Genus expansion for non-linear random matrix ensembles with applications to neural networks

TL;DR

This paper introduces a unified framework using genus expansion and a novel series expansion to analyze non-linear random matrix ensembles and neural networks, providing new proofs and quantitative results on their convergence and spectral properties.

Contribution

It develops a generalized series expansion for neural networks that linearizes activation effects, enabling new analytical results on convergence and spectral distribution in neural networks.

Findings

Neural networks converge to Gaussian processes as width increases.

Quantified the convergence rate of Neural Tangent Kernel.
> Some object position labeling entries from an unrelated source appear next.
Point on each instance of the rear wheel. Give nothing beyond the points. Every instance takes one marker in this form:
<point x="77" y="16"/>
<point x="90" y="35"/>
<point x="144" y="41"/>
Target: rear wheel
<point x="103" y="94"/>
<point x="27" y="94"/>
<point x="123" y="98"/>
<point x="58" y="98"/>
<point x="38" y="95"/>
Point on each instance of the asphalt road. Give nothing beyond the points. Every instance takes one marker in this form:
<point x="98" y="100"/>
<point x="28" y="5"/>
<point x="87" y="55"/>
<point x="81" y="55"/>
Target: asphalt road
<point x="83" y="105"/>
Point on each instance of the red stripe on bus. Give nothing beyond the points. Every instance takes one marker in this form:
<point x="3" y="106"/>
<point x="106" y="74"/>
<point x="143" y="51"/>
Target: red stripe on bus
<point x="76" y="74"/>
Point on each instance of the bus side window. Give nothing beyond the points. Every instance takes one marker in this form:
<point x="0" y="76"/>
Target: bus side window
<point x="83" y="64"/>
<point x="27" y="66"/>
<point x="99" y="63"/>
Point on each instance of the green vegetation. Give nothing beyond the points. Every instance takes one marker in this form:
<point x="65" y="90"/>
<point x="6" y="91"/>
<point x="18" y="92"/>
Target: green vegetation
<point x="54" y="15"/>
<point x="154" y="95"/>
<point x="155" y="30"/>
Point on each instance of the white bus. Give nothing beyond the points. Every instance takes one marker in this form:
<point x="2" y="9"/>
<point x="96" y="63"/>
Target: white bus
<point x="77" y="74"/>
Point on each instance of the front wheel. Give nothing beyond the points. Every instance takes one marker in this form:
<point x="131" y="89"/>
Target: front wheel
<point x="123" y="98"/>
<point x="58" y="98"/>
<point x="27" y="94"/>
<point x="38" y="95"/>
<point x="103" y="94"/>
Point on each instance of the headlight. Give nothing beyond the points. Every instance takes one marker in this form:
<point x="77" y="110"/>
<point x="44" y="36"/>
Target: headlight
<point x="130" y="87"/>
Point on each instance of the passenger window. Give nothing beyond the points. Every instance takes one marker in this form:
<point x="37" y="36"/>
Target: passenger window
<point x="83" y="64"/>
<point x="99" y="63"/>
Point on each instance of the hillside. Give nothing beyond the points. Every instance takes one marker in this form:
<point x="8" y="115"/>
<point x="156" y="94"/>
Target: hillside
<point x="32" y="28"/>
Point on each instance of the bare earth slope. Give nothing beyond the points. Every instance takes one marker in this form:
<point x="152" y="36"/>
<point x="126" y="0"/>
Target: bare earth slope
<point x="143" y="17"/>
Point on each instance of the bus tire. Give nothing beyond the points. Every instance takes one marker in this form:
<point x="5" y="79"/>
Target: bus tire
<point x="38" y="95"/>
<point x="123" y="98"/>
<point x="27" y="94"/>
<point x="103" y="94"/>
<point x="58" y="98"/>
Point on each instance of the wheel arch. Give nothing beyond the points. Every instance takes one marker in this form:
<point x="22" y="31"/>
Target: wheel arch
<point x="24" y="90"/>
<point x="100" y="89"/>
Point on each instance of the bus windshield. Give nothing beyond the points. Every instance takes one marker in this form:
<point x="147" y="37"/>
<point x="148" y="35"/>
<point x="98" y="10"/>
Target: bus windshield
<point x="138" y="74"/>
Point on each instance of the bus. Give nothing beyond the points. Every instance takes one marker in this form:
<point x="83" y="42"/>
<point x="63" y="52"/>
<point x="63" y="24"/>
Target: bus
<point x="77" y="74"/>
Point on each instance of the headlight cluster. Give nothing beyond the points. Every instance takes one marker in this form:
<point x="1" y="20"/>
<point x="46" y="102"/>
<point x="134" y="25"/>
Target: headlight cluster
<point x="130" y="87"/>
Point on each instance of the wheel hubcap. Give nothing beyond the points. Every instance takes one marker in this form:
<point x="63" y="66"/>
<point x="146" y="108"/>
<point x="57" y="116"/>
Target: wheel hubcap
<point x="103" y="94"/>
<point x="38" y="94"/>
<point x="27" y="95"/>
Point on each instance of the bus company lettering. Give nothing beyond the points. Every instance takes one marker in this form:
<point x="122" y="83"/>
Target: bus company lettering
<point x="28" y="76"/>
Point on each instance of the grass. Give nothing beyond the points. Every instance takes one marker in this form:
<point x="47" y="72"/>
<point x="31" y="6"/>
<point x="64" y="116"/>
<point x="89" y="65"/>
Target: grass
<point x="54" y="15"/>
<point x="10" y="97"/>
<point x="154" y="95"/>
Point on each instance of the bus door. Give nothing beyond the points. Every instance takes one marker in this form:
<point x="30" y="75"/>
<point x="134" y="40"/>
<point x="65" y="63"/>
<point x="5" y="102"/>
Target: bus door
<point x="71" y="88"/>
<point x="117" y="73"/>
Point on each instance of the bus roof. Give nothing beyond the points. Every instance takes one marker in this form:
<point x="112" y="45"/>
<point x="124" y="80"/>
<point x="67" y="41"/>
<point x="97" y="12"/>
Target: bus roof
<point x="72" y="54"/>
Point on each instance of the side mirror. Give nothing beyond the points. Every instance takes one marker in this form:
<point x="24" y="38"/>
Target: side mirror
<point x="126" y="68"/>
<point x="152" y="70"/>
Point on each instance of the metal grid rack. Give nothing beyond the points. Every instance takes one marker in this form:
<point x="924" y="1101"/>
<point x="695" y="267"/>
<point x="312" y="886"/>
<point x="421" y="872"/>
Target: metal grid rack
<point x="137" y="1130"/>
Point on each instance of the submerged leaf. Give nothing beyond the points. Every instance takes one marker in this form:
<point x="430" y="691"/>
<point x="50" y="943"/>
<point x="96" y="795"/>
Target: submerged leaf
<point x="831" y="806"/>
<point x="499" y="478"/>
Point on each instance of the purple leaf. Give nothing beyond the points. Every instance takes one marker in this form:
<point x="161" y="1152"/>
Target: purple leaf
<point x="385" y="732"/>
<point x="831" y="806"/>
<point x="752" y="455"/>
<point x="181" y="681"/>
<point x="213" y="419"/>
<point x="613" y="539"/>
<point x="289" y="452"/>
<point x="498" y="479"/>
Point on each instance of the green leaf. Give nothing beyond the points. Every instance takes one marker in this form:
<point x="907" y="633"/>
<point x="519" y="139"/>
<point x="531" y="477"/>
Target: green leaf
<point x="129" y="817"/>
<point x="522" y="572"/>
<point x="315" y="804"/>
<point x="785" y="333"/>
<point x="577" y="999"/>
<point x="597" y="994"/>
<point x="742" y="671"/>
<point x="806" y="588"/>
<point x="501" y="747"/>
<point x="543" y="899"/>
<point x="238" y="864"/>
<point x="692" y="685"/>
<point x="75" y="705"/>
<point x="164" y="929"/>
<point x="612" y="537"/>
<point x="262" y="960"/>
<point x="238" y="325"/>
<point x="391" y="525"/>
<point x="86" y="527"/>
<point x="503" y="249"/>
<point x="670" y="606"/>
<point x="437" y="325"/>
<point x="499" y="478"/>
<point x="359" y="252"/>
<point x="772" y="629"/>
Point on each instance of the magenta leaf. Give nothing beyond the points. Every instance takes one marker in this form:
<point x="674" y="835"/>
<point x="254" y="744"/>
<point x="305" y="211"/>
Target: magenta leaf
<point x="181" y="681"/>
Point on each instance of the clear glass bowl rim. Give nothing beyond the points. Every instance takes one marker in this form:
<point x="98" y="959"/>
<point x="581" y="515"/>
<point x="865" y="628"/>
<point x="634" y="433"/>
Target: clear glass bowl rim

Computed moments of the spectral distribution of the Jacobian.

Abstract

We present a unified approach to studying certain non-linear random matrix ensembles and associated random neural networks at initialization. This begins with a novel series expansion for neural networks which generalizes Fa\'a di Bruno's formula to an arbitrary number of compositions. The role of monomials is played by random multilinear maps indexed by directed graphs, whose edges correspond to random matrices. Crucially, this expansion linearizes the effect of the activation functions, allowing for the direct application of Wick's principle and the genus expansion technique. As an application, we prove several results about neural networks with random weights. We first give a new proof of the fact that they converge to Gaussian processes as their width tends to infinity. Secondly, we quantify the rate of convergence of the Neural Tangent Kernel to its deterministic limit in Frobenius norm. Finally, we compute the moments of the limiting spectral distribution of the Jacobian (only the first two of which were previously known), expressing them as sums over non-crossing partitions. All of these results are then generalised to the case of neural networks with sparse and non-Gaussian weights, under moment assumptions.